Eine ungewisse Zukunft
Die Geschichten von Anna und Eugene sind nicht einzigartig. Die einst florierende ausgelagerte Entwicklungsindustrie in der Ukraine steht kurz vor dem Zusammenbruch. Einzelne Entwickler und Techniker haben sich von einem superheißen Arbeitsmarkt mit steigenden Gehältern zu dem Glück entwickelt, immer noch Jobs zu haben.
IT-Mitarbeiter spüren einen internen Druck, zu arbeiten und ihre Arbeitsplatzsicherheit zu wahren, aber es fehlt ihnen an einer stabilen Unterkunft, Strom oder Internet. Für diejenigen, die in den Städten geblieben sind, ist sogar der Zugang zu Nahrung und sauberem Wasser schwierig geworden. Kleine Häuser, Wohnungen und unterirdische Bunker sind zu improvisierten Büros geworden.
Die meisten Märkte nehmen jetzt nur noch Bargeld an und die Schlangen können über eine Stunde dauern. Auch den Geldautomaten geht das Geld aus. Das Einchecken bei Familie und Freunden, die über das ganze Land verteilt sind, ist wie ein zweiter Job geworden.
Für die IT-Unternehmen, die diese Mitarbeiter beschäftigen, ist die einst metaphorische Herausforderung, „das Licht am Laufen zu halten“, allzu wörtlich geworden. Wie kann etwas erledigt werden, wenn Sie nicht einmal garantieren können, dass Ihre Mitarbeiter sauberes Wasser haben, geschweige denn konstanten Strom und Wi-Fi?

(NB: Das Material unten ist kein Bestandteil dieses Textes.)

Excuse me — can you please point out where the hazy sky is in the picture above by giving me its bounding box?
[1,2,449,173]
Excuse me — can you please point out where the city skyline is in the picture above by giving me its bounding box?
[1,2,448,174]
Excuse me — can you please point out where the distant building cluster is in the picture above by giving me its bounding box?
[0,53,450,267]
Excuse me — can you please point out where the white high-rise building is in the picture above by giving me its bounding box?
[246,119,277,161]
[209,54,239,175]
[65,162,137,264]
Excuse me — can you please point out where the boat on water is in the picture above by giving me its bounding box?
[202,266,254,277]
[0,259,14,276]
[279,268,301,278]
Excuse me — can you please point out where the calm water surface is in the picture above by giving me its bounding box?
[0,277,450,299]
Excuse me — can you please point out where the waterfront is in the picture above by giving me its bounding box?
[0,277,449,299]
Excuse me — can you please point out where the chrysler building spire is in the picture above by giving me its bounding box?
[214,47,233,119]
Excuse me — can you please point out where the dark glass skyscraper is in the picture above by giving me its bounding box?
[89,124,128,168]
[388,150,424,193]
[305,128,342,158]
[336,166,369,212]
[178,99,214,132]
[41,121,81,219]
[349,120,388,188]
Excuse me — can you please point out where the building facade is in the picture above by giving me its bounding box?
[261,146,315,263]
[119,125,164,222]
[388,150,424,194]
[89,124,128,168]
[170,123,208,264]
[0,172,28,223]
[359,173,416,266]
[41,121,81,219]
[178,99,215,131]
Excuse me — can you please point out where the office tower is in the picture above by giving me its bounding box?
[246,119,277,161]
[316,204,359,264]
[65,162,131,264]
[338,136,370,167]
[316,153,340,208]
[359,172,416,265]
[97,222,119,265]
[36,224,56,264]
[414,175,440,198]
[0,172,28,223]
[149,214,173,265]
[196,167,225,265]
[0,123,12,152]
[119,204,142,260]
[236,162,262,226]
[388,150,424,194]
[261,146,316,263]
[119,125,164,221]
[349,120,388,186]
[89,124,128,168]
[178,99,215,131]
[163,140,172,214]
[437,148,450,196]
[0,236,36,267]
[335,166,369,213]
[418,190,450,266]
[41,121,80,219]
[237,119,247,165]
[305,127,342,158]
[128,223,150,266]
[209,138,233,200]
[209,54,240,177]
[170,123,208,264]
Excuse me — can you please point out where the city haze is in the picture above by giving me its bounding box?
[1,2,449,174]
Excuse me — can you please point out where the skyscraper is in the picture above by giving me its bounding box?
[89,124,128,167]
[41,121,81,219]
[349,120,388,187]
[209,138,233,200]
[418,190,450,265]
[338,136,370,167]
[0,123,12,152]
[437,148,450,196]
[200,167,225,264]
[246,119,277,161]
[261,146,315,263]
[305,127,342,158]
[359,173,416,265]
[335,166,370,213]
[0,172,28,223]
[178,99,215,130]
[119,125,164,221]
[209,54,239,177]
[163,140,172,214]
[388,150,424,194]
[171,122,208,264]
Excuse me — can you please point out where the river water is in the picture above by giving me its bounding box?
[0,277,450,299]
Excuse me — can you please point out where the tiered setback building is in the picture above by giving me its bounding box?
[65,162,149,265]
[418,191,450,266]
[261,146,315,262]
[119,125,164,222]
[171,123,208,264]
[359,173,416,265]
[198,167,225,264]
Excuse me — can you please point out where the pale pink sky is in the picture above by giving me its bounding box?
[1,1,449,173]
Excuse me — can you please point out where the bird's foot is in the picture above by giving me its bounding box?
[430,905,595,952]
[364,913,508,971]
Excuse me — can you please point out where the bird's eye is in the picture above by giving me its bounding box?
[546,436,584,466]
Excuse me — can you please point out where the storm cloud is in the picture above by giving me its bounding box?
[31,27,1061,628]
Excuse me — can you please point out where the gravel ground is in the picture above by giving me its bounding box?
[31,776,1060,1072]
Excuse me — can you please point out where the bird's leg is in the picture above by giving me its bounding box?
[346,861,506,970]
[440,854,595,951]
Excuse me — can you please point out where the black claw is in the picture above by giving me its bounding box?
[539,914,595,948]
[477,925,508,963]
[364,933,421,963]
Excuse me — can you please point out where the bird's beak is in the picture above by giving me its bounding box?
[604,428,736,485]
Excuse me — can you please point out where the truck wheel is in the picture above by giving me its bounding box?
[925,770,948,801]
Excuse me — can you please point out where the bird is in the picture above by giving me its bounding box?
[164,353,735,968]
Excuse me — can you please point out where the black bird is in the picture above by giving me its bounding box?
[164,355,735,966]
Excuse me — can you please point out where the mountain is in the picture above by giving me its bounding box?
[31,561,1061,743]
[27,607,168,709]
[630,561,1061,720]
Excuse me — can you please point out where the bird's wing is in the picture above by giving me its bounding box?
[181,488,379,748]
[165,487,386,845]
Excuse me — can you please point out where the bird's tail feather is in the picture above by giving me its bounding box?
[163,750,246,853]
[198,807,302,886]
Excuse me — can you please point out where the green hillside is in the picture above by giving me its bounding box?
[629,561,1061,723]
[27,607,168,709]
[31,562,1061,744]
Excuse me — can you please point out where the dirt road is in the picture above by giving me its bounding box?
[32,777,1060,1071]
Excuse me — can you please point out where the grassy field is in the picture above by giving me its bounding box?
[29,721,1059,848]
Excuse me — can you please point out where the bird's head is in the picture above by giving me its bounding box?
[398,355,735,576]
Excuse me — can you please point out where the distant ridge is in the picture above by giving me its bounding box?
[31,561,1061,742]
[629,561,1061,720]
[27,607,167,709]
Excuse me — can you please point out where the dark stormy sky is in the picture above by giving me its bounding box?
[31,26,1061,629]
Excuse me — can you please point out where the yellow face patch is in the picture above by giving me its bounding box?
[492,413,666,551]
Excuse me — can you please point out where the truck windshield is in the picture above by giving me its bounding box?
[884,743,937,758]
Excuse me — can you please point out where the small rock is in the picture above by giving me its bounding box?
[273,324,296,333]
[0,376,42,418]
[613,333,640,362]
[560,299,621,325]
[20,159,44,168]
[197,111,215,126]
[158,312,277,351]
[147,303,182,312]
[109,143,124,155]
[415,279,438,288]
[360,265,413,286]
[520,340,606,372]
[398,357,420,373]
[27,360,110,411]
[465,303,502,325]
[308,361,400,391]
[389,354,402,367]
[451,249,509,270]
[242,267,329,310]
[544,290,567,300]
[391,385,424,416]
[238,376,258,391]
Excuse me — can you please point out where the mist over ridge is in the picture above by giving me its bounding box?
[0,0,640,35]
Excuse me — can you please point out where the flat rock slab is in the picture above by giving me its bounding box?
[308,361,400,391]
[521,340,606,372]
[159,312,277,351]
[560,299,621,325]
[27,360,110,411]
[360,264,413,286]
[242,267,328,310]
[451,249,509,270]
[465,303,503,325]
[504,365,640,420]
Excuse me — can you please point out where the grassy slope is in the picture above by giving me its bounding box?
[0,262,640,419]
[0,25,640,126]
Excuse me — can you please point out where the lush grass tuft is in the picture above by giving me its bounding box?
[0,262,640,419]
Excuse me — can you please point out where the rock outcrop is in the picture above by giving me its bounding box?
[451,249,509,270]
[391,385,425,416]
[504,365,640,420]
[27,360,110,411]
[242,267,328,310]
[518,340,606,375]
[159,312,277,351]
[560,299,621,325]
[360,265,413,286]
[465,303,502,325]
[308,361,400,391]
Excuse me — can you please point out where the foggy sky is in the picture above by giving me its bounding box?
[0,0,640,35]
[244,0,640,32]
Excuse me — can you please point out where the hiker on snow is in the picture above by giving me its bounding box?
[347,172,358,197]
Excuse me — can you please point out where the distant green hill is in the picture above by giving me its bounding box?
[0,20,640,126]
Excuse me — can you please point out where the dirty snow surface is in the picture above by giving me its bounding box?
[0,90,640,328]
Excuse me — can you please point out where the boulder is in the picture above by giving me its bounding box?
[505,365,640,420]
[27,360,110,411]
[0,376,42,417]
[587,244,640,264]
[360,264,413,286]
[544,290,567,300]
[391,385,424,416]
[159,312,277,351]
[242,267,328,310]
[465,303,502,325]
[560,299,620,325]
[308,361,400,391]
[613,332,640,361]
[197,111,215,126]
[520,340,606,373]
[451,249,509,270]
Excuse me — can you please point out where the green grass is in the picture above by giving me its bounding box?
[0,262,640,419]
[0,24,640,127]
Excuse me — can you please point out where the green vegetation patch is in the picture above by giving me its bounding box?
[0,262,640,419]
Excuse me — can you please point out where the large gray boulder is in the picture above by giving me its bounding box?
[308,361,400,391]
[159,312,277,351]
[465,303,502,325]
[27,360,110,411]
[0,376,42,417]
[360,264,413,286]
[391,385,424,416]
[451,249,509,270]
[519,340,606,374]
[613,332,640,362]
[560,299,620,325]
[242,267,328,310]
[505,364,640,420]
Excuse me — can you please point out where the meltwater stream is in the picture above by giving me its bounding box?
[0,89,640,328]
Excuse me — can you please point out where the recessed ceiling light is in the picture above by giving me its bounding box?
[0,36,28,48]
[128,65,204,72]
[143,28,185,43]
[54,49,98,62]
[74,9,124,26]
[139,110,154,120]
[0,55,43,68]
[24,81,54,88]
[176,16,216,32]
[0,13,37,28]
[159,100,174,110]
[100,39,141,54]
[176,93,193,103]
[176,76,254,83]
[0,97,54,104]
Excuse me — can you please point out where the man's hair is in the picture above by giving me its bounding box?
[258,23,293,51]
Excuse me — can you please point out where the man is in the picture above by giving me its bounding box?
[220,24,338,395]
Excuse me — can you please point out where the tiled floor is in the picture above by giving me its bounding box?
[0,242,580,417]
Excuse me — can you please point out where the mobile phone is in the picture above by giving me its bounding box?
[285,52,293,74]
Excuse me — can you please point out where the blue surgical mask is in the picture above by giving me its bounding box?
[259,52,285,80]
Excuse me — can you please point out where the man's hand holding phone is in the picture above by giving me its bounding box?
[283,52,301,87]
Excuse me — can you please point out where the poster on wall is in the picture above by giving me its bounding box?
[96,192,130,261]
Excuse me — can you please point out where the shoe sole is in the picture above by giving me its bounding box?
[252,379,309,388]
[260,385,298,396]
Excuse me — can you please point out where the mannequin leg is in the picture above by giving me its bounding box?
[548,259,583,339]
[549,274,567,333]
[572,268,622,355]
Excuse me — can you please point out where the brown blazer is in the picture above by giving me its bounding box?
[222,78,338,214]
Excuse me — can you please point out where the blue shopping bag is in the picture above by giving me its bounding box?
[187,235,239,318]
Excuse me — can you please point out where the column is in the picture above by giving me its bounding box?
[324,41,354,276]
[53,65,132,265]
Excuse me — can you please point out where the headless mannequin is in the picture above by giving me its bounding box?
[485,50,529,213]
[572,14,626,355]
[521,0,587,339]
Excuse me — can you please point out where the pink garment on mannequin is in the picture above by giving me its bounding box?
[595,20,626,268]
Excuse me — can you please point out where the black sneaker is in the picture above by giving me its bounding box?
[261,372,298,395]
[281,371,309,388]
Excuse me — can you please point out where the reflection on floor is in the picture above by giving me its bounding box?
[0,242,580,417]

Wie bezahlt man diese Arbeiter überhaupt, wenn sie über das ganze Land verstreut sind? Wie können Sie in einem Kriegsgebiet neue Geschäfte gewinnen?
Die Herausforderungen drehen sich spiralförmig. Aber die Unternehmen und Arbeiter kämpfen weiter. Für sie bedeutet Arbeit nicht nur ein regelmäßiges Einkommen, sondern auch das Festhalten an einem Stückchen des zurückgelassenen normalen Lebens.